И воодушевленная похвалой Дюкло возобновила повествование.


– Человеку, с которым я сведалась после того, чей пример подействовал на вас столь соблазнительно, требовалось, чтобы предоставленная ему дама страдала несварением желудка. Потому-то Фурнье, никак не предупредив меня, подсунула мне в обед какое-то слабящее снадобье, приведшее к резям в моем животе и к сильнейшим позывам. Гость наш является и после нескольких предваряющих лобызаний в предмет своего поклонения видит, что колики довели меня до того, что терпеть больше я не в силах; он дает мне полную свободу, из зада моего хлещет бурный поток, я держу гостя за член, он в восторге глотает все и просит повторить. Я подаю ему вторую порцию, тут же следом за ней и третью, и наконец, на моих руках недвусмысленные свидетельства испытанного им наслаждения.

А на другой день я имела дело с субъектом, чья несколько вычурная прихоть может и среди вас найти поклонников.

Мы начали с того, что поместили его в комнате по соседству с той, где мы обычно занимались. В перегородке, разделявшей комнаты, была, как вы помните, дыра, весьма удобная для наблюдения. Гость пребывал в своей комнате в одиночестве, а с другим участником представления находилась в соседней комнате я. Этот другой был кучером фиакра, его подрядили прямо на улице, обстоятельно все объяснили, а поскольку и я была наилучшим образом подготовлена, то роли наши были исполнены превосходно. Надо было, чтобы кучер испражнялся аккурат напротив наблюдательного глазка и для распутника в соседней комнате ничего из этого зрелища не пропало бы втуне. А я подставляла под дерьмо нарочно приготовленное блюдо и всячески помогала операции: раздвигала ягодицы пошире, массировала анус, словом, не упускала ничего, что может облегчить испражнение. Как только малый наполнил блюдо, я принялась обрабатывать его член, пока он не спустил свое семя на свое дерьмо; все это происходило под зорким взглядом нашего наблюдателя. Наконец, кушанье готово, и я спешу в соседнюю комнату. «Хватайте скорее, сударь, – кричу. – Прямехонько с пылу с жару». Ему не надо повторять: он хватает блюдо, вручает мне свой член, я его взбадриваю, и пока сок его льется в мои ладони, проказник сжирает все, что ему поднесли.
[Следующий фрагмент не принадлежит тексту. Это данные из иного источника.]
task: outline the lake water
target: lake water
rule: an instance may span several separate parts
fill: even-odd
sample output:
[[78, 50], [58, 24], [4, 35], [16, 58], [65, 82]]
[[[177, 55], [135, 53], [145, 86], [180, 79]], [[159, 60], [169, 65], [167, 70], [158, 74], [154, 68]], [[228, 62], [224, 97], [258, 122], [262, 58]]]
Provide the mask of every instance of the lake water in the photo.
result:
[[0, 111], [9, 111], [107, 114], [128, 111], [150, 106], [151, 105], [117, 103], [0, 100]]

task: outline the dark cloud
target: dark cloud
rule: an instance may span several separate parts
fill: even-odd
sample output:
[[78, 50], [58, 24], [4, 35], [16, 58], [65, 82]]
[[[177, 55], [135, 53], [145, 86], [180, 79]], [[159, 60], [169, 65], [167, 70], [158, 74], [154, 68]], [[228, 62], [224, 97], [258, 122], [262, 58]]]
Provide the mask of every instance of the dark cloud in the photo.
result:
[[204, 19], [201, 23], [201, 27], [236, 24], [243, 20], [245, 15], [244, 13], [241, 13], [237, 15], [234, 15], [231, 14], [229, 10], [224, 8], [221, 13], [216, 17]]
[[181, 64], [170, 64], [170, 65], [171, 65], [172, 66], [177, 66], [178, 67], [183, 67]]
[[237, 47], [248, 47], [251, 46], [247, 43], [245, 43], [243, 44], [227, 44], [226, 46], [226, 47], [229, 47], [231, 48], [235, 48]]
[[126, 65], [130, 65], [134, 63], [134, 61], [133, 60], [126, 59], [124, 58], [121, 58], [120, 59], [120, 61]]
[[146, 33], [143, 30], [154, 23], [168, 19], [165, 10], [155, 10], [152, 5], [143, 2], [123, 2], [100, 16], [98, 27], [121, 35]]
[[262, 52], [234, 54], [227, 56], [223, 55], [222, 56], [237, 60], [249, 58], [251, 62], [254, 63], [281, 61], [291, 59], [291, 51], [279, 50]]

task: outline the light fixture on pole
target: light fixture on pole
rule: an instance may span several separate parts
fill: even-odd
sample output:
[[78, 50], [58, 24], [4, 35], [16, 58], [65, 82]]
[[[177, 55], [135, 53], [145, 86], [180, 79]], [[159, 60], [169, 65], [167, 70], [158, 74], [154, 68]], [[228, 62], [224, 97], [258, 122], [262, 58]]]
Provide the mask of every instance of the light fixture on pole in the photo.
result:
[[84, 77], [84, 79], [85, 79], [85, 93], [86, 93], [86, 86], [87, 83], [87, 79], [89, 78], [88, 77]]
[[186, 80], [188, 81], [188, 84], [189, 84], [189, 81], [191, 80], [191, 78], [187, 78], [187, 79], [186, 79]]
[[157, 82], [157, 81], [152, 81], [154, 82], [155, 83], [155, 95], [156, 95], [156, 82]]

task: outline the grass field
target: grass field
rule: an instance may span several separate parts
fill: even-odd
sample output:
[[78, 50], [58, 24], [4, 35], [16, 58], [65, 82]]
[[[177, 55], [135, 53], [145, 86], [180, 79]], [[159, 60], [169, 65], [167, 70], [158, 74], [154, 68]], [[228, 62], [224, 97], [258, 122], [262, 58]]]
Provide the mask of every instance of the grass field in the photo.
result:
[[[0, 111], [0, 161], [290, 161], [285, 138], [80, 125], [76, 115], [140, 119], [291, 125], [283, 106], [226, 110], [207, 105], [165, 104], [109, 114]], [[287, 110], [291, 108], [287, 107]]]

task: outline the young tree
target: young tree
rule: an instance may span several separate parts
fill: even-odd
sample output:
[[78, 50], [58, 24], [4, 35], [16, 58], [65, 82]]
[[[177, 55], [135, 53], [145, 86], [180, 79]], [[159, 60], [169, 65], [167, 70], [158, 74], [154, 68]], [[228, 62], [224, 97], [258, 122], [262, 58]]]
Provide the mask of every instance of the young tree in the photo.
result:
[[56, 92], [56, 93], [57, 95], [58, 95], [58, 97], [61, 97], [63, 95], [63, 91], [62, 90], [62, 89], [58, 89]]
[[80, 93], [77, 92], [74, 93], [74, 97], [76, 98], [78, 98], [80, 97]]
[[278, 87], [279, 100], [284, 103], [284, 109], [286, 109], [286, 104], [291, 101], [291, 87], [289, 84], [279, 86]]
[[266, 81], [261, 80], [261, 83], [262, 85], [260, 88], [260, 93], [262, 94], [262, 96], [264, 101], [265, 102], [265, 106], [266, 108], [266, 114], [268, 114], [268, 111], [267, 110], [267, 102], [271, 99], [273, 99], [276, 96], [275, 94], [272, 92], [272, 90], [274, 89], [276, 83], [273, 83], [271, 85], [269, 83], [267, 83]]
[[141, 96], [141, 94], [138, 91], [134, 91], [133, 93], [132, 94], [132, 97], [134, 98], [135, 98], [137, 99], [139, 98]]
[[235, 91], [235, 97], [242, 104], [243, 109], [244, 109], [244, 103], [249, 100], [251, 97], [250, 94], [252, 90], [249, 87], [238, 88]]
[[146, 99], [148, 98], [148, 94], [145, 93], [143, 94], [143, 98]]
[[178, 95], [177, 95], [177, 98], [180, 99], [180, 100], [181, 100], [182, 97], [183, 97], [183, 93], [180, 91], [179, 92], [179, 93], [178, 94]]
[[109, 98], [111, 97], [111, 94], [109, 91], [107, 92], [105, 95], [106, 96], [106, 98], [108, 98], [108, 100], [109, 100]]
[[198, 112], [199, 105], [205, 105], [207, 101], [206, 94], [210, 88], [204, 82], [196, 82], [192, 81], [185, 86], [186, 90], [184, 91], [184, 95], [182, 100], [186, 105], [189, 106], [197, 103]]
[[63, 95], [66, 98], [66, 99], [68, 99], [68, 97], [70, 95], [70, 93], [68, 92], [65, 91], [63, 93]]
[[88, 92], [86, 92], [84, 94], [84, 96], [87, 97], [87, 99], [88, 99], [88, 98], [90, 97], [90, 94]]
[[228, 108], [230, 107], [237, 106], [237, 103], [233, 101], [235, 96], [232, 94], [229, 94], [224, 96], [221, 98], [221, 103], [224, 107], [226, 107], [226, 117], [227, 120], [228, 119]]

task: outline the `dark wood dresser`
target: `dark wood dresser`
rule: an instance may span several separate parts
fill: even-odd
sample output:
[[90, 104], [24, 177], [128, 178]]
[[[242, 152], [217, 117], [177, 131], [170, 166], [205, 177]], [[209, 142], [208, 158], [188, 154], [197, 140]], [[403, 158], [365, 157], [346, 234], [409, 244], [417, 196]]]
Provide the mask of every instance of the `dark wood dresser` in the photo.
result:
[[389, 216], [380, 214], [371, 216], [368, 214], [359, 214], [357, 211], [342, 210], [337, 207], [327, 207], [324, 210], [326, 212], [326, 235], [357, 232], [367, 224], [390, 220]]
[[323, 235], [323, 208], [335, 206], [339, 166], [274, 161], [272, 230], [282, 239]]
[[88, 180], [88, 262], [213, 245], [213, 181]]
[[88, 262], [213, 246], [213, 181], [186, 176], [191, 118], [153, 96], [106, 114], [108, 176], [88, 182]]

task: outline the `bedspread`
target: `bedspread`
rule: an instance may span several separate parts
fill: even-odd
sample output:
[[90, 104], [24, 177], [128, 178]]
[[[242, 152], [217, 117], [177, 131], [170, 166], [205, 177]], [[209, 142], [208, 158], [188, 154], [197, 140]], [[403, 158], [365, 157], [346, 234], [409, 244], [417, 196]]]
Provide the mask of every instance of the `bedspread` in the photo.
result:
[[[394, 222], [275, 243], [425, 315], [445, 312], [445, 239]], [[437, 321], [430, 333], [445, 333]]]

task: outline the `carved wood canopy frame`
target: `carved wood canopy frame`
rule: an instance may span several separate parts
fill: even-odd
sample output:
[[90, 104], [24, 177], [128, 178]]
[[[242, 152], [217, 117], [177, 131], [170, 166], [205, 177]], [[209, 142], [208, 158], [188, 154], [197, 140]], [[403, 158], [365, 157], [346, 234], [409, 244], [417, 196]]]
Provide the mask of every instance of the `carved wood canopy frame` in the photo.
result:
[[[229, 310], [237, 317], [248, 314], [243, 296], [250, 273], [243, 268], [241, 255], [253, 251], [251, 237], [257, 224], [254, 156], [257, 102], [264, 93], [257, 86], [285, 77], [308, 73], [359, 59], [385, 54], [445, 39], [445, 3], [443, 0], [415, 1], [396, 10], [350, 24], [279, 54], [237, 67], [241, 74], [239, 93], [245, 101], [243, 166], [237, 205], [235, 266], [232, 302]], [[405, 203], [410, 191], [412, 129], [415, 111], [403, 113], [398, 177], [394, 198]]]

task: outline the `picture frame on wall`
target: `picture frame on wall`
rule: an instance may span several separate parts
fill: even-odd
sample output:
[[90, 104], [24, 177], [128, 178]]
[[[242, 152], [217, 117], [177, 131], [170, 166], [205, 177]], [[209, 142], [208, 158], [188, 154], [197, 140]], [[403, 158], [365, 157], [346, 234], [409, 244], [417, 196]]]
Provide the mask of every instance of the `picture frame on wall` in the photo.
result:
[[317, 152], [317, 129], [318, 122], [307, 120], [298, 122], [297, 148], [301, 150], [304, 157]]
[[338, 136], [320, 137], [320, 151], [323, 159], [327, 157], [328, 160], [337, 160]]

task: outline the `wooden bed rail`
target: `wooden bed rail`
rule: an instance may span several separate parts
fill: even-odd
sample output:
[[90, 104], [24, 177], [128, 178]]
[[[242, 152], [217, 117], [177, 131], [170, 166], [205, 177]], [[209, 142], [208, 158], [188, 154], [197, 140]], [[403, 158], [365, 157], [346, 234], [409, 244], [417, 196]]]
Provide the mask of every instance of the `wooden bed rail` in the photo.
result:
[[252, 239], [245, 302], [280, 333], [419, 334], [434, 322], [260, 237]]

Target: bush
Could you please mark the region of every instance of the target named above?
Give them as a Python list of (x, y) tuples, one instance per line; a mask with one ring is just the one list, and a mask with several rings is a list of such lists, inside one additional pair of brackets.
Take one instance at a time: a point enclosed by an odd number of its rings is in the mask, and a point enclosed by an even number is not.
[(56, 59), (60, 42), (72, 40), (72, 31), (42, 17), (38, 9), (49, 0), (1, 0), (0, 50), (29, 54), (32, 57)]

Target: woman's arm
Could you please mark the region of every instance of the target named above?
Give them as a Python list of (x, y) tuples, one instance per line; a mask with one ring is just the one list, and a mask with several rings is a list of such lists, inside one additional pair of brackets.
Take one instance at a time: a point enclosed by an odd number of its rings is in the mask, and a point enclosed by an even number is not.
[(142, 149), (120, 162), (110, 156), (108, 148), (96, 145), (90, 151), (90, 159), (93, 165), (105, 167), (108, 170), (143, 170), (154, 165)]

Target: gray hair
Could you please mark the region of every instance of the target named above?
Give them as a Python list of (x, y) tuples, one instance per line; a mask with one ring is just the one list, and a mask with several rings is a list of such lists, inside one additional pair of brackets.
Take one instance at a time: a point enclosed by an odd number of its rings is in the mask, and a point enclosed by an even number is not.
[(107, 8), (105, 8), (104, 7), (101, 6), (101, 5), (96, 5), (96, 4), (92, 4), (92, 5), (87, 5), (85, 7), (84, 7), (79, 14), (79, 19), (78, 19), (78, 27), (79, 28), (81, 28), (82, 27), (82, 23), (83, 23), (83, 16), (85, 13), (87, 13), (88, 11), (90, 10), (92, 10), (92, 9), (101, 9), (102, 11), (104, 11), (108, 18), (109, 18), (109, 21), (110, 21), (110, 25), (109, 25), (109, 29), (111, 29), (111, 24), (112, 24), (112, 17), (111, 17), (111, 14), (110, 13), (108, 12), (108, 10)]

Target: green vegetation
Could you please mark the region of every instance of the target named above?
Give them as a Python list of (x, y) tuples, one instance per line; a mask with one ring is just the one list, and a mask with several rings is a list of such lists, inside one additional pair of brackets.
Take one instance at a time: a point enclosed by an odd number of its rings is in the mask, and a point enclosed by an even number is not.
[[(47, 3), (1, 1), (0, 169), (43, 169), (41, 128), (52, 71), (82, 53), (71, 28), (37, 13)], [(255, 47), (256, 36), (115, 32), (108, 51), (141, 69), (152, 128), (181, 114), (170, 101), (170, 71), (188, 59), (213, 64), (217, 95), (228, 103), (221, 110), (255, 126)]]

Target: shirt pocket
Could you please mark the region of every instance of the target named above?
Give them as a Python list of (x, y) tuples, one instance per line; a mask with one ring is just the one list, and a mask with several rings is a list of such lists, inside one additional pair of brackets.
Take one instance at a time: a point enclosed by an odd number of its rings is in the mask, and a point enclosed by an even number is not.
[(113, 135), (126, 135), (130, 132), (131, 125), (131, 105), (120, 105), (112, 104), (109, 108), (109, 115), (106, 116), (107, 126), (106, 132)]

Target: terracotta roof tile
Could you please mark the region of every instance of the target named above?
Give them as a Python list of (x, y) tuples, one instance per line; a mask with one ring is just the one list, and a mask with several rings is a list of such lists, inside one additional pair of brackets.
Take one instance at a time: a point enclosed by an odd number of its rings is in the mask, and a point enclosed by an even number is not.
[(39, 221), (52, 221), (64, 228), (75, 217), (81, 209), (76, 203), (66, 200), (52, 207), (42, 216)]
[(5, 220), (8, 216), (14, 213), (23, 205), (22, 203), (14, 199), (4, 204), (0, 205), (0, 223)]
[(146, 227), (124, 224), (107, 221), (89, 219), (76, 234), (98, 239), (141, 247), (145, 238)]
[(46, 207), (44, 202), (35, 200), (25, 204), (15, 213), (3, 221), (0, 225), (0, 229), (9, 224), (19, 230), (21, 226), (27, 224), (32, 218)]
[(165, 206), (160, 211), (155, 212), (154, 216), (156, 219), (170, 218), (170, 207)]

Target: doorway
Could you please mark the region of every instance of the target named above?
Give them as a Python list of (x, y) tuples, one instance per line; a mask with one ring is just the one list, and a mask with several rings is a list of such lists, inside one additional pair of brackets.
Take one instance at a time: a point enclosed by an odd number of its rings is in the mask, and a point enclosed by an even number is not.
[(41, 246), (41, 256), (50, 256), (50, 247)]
– И сколько же лет было кучеру? – спрашивает Кюрваль.

– Лет тридцать или чуть больше.

– Это что! – отвечает Кюрваль. – Если пожелаете, Дюрсе расскажет об одном нашем знакомце, который проделывал то же самое и в тех же самых обстоятельствах с человеком на седьмом десятке, да еще взятым из самых подонков общества.

Дюрсе, чей жалкий стручок после поливки, произведенной Софи, поднял голову, подтвердил слова приятеля:

– В этом-то самый смак. Уверяю, что я бы проделал это и с самим королем уродов.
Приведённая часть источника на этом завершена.